1.3 Create DBVI standardized approach with amounts for certain work experience options.

Evaluation: This was completed in 2009 and is still being used.

1.4: Create DBVI standardized guidelines regarding stipend practices for each work experience option.

Measure: Establishment of amounts.

Evaluation: DBVI counselors and Vermont Association of Business, Industry, and Rehabilitation (VABIR) met and established standards and policies in 2009. DBVI and VABIR will continue to have these productive meetings at least 4-times per year.

Goal 2—Employment

Increase level / quality of competence in soft skills.

Measure: Track the skills obtained using the checklist.

Evaluation: The checklist is complete and will be used in 2012 for evaluating workshops and group seminars.

Strategy

2.1 Develop a complete soft skills checklist.

Measure: Comprehensive skills inventory checklist completed.

Evaluation: The checklist is complete and will be used in 2012 for evaluating workshops and group seminars.

2.2 Conduct 2 DBVI groups trainings per year in the state and collaborate with VABIR using their expertise.

Measure: Have one statewide soft skills workshop developed for blind and visually impaired. Participants will show improvement on the skills checklist.
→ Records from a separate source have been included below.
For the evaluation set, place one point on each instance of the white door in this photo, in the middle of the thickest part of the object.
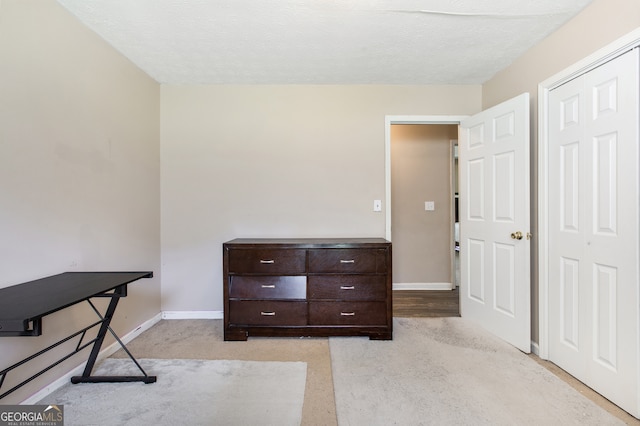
(593, 229)
(494, 221)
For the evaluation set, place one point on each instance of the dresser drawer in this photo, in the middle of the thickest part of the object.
(348, 287)
(267, 287)
(347, 313)
(267, 261)
(346, 261)
(257, 312)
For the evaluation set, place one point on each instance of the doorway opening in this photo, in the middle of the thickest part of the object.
(424, 213)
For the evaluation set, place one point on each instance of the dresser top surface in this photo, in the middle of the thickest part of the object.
(308, 242)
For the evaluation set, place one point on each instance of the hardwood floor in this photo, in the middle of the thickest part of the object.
(423, 303)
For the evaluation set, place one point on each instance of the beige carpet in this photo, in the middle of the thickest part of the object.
(202, 339)
(445, 371)
(188, 392)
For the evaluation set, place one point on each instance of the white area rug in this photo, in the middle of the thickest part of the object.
(188, 392)
(445, 371)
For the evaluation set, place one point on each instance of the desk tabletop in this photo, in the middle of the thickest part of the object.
(35, 299)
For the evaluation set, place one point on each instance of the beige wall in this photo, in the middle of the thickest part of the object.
(79, 171)
(421, 171)
(274, 161)
(598, 25)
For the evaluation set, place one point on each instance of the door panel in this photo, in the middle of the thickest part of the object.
(593, 229)
(494, 205)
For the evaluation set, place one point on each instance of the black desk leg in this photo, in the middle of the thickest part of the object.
(93, 356)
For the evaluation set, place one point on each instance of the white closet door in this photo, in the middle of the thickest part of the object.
(593, 229)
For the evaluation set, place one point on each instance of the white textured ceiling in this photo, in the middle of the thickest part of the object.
(323, 41)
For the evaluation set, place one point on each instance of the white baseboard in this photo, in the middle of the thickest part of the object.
(104, 353)
(422, 286)
(192, 315)
(535, 348)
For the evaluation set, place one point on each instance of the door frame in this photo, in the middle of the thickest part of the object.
(389, 120)
(614, 49)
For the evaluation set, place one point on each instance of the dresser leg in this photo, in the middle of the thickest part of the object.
(235, 335)
(381, 336)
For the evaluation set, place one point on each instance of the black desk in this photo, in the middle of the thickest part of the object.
(23, 306)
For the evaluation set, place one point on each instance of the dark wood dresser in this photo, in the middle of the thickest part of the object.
(307, 287)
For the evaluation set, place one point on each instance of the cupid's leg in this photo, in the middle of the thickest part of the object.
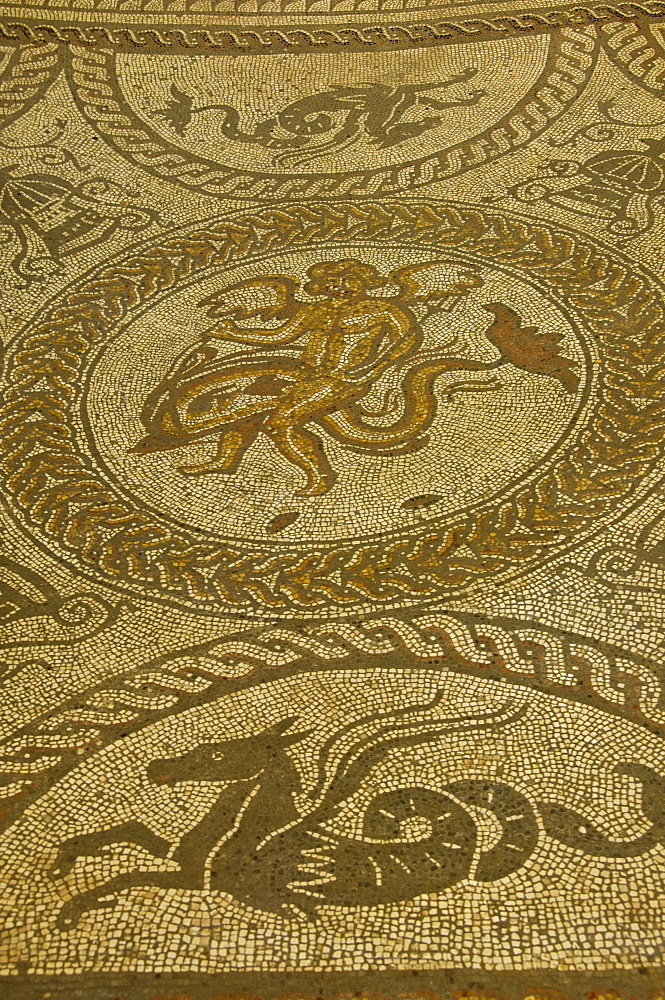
(302, 448)
(231, 448)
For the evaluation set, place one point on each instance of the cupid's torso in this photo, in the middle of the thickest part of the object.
(353, 340)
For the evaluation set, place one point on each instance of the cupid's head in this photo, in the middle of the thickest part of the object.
(342, 280)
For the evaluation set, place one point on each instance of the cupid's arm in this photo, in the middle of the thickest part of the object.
(226, 329)
(395, 335)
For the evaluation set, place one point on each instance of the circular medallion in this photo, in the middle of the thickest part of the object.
(328, 123)
(333, 406)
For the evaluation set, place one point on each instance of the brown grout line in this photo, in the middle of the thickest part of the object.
(267, 39)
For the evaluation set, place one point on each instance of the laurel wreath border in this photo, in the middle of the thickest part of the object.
(55, 489)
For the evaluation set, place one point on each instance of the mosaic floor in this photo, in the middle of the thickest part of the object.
(332, 576)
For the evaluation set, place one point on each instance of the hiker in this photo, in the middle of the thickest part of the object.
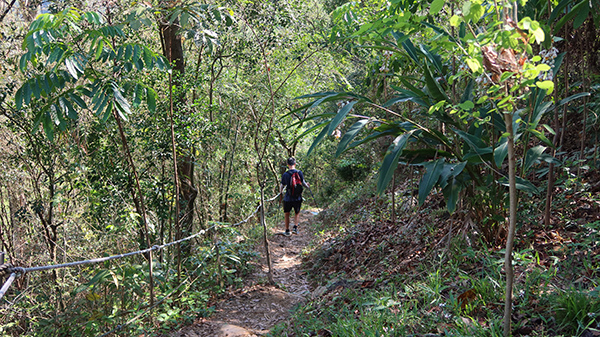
(292, 180)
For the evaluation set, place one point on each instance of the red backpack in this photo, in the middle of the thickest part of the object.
(296, 187)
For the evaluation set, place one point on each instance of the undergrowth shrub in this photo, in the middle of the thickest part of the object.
(577, 311)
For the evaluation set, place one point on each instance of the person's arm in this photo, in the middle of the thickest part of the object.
(304, 181)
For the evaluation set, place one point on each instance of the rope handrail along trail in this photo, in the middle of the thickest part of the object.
(18, 271)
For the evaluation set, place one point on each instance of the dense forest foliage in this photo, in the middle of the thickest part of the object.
(127, 126)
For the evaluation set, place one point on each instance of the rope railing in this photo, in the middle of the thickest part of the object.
(19, 271)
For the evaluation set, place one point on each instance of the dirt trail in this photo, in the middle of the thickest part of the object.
(256, 308)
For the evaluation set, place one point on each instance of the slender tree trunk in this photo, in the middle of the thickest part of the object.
(173, 51)
(138, 199)
(512, 224)
(551, 177)
(265, 230)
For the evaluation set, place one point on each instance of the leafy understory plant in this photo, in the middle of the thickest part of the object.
(469, 122)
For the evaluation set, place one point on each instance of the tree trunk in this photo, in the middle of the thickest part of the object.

Evaluation: The workshop was held in fall 2011. Participants reported that the workshop met the expectations for continued development of soft skills. 

Goal 3—Employment

Consumers will receive the appropriate technology and technology training needed to become employed or maintain employment.

Measure: Track the effectiveness of the technology assessment and the provision of technology and technology training throughout the process of case service, during case reviews, and at closure.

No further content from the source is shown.